Clinical Application. Clinical implementation of the GLS-inhibitors is preferably as follows. In the clinical setting, the serum glutathione changes after dosing can be monitored and the inventors have shown that the effect of a single fraction of radiation is improved by >20% when the serum glutathione drops by >50%. Thus, the dose and delivery strategy in each patient can be determined that reduces glutathione by >50% in the blood stream. At that time, the patient would be approved to start radiation. This is a ‘personalized medicine’ approach that is expected to work very well with the tools already available in clinical practice.

REFERENCES

• Boysen, Gunnar. 2017. “The Glutathione Conundrum: Stoichiometric Disconnect between Its Formation and Oxidative Stress.” Chemical Research in Toxicology 30(5):1113-16.
• Franken, Nicolaas A. P., Hans M. Rodermond, Jan Stap, Jaap Haveman, and Chris van Bree. 2006. “Clonogenic Assay of Cells in Vitro.” Nature Protocols 1(5):2315-19. Retrieved (http://www.ncbi.nlm.nih.gov/pubmed/17406473).
• Vander Heiden, Matthew G., Lewis C. Cantley, and Craig B. Thompson. 2009. “Understanding the Warburg Effect: The Metabolic Requirements of Cell Proliferation.” Science (New York, N.Y.) 324(5930):1029-33. Retrieved (http://www.ncbi.nlm.nih.gov/pubmed/19460998).
• Sappington, Daniel R. et al. 2016. “Glutamine Drives Glutathione Synthesis and Contributes to Radiation Sensitivity of A549 and H460 Lung Cancer Cell Lines.” Biochimica et Biophysica Acta—General Subjects 1860(4):836-43.
• Sappington, Daniel R. et al. 2017. “Diagnosis of Lung Tumor Types Based on Metabolomic Profiles in Lymph Node Aspirates.” Cancer Treatment and Reseach Communication in Press.
• Shukla, Krupa et al. 2012. “Design, Synthesis, and Pharmacological Evaluation of Bis-2-(5-Phenylacetamido-1,2,4-Thiadiazol-2-Yl)ethyl Sulfide 3 (BPTES) Analogs as Glutaminase Inhibitors.” Journal of Medicinal Chemistry 55(23):10551-63. Retrieved (http://www.ncbi.nlm.nih.gov/pubmed/23151085).

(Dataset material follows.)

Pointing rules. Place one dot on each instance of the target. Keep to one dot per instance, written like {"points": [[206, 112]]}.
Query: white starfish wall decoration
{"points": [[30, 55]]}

The present invention has been described with reference to certain preferred and alternative embodiments that are intended to be exemplary only and not limiting to the full scope of the present invention.

Claims

1. A method of increasing radiation sensitivity of tumor cells in a subject, said method comprising the steps of:

(a) administering to said subject an effective amount of a glutaminase inhibitor; and

(b) exposing said tumor cells to radiation.

2. The method of claim 1, wherein said glutaminase inhibitor is CB-839.

3. The method of claim 1, wherein said glutaminase inhibitor is BPTES.

4. The method of claim 1, wherein step (a) is repeated prior to step (b).

5. A method of treating a tumor in a subject, said method comprising the steps of:

(a) administering to said subject an effective amount of a glutaminase inhibitor;

(b) exposing said tumor to radiation in a dose effective to reduce a size of said tumor.

6. The method of claim 5, wherein said glutaminase inhibitor is CB-839.

7. The method of claim 5, wherein said glutaminase inhibitor is BPTES.

8. The method of claim 5, wherein step (a) is repeated prior to step (b).